前回紹介したAlexNetに比べるとだいぶシンプルではあるが、10種類の文字の認識程度であればこれでも十分、という話である。
LeCun氏のネットワークの場合、まず畳み込みを2回繰り返し、その後で3層の全結合が行なわれる。意味合い的には、最初の2層の畳み込み層で、入力画像をいわば部品に分解、続く3層でその部品の結果を組み合わせて最終的な判断をする形になる。
画像を調べて特徴を抽出する
「畳み込み」
そこでまずは畳み込み層の説明をしよう。ここは畳み込み→非線形関数→サブサンプリングという3つの作業からなる。
さてその畳み込み、確か高校までの数学には出てこなかった「気がする」(なにしろ高校卒業なんてもう40年近く前なので……)。おそらく大学の教養課程の数学で学んだか、物理数学の時間だったかもしれないと思うのだが。
数学的に言えば、2つの関数の重ね合わせのことを畳み込みと表現する。ただここで数式を並べても意味がないので実例で説明したい。
下の画像は、入力画像(左側)とフィルター(Inputの右下:Kernelとも呼ばれる)の畳み込みを行なった出力(Feature Map)を示したものだ。
ここでどんな処理をしているかというのが下図である。要するに左上から右下まで、フィルターの位置を少しずつずらしながら、入力画像とフィルターを重ね合わせ、合計値をFeature Mapとして出力する形になる。
図の例で言えば、Feature Mapの1ピクセルを出力するのに乗算と加算がそれぞれ9回必要になるので、1枚(図の例なら6×6pixel)を生成するのに324回の乗算と加算が必要になる計算だ(*1)。
(*1) ここの例ではFeature Mapのサイズを入力画像より小さい6×6にしているが、精度を上げるために同じ8×8にするといったことも当然可能である。この場合は計算回数が576回に増えることになる。
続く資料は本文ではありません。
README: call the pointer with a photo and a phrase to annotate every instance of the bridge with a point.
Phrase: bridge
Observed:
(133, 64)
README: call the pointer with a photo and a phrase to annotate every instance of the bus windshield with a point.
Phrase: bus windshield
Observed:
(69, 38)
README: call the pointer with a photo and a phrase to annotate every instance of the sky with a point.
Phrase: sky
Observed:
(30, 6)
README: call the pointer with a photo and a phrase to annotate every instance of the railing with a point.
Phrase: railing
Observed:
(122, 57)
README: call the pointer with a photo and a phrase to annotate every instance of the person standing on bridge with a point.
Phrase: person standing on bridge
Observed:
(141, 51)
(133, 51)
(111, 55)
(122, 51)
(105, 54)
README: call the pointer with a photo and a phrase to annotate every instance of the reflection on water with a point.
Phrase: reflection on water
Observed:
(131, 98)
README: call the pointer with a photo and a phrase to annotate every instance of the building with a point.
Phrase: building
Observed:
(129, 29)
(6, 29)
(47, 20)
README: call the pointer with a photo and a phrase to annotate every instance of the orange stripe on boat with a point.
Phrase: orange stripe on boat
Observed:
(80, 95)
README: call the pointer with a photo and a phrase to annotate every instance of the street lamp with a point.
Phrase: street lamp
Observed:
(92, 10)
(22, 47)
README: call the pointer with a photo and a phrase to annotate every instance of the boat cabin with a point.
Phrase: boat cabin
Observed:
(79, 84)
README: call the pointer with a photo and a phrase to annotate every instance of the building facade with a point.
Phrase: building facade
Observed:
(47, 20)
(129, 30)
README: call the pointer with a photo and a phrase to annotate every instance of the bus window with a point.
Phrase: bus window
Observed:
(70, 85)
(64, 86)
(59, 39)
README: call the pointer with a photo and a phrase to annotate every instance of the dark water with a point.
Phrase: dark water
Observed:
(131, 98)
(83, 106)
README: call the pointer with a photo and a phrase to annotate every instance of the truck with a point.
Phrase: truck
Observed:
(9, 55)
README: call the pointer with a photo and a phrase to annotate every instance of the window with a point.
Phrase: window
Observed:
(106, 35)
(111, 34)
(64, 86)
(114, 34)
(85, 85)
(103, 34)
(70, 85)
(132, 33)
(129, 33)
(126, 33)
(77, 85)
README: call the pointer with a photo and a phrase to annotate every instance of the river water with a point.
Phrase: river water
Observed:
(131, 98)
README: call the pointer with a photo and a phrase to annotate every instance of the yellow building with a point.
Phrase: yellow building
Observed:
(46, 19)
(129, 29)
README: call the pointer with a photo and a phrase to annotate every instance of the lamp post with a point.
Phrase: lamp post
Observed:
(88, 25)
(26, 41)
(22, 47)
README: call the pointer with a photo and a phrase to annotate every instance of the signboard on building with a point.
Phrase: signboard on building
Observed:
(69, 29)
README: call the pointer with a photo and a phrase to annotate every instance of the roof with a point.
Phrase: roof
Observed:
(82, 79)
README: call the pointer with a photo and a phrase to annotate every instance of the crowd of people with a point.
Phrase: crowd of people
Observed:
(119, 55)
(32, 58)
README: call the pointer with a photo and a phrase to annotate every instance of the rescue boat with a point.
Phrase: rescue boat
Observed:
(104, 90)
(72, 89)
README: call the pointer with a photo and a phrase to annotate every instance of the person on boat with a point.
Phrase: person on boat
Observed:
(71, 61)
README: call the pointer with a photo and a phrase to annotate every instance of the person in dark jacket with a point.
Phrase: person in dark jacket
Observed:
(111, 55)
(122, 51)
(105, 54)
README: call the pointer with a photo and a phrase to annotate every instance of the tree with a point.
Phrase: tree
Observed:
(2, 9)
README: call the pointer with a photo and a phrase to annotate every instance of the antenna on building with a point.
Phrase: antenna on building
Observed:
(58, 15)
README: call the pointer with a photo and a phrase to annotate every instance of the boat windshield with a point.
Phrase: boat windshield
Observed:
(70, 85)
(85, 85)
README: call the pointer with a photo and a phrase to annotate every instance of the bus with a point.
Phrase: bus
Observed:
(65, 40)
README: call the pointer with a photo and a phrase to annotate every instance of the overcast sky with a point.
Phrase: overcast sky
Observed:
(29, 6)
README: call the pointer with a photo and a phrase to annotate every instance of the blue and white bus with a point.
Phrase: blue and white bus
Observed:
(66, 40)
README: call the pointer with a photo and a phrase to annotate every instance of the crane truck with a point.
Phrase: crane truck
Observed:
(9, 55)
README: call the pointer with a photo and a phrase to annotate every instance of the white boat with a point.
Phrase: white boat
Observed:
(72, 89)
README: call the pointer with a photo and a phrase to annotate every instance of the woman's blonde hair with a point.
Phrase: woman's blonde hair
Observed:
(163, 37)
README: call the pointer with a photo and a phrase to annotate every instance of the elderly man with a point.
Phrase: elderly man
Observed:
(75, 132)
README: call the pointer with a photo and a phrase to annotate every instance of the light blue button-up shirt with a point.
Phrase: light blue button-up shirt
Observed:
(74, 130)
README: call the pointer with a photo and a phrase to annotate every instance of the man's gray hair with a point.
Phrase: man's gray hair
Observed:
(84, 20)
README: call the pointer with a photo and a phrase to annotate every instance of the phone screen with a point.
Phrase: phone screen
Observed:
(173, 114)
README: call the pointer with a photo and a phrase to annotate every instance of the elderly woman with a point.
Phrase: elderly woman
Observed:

ちなみにフィルターは1種類ではない。したがって、複数のフィルターを掛け、複数のFeature Mapを生成する必要がある。
下の画像は2012年のAlexNetで利用されたもので、合計96種類のフィルターが利用された。
- 入力画像は224×224pixel×24bit(RGB)
- フィルターは11×11pixel×24bit(RGB)
このAlexNetの場合、1枚のFeature Mapを生成するのに必要な計算数は1662万3948回。しかもフィルターは96種類あるので、15億9589万9008回の乗算と加算が必要ということになる。
もうこのあたりで、だいぶ桁が大きくなっている。ちなみにこれはあくまで1層分である。冒頭のLeCun氏のネットワークでも畳み込みは2層、AlexNetでは5層もあるので、それは計算量が多いわけだ。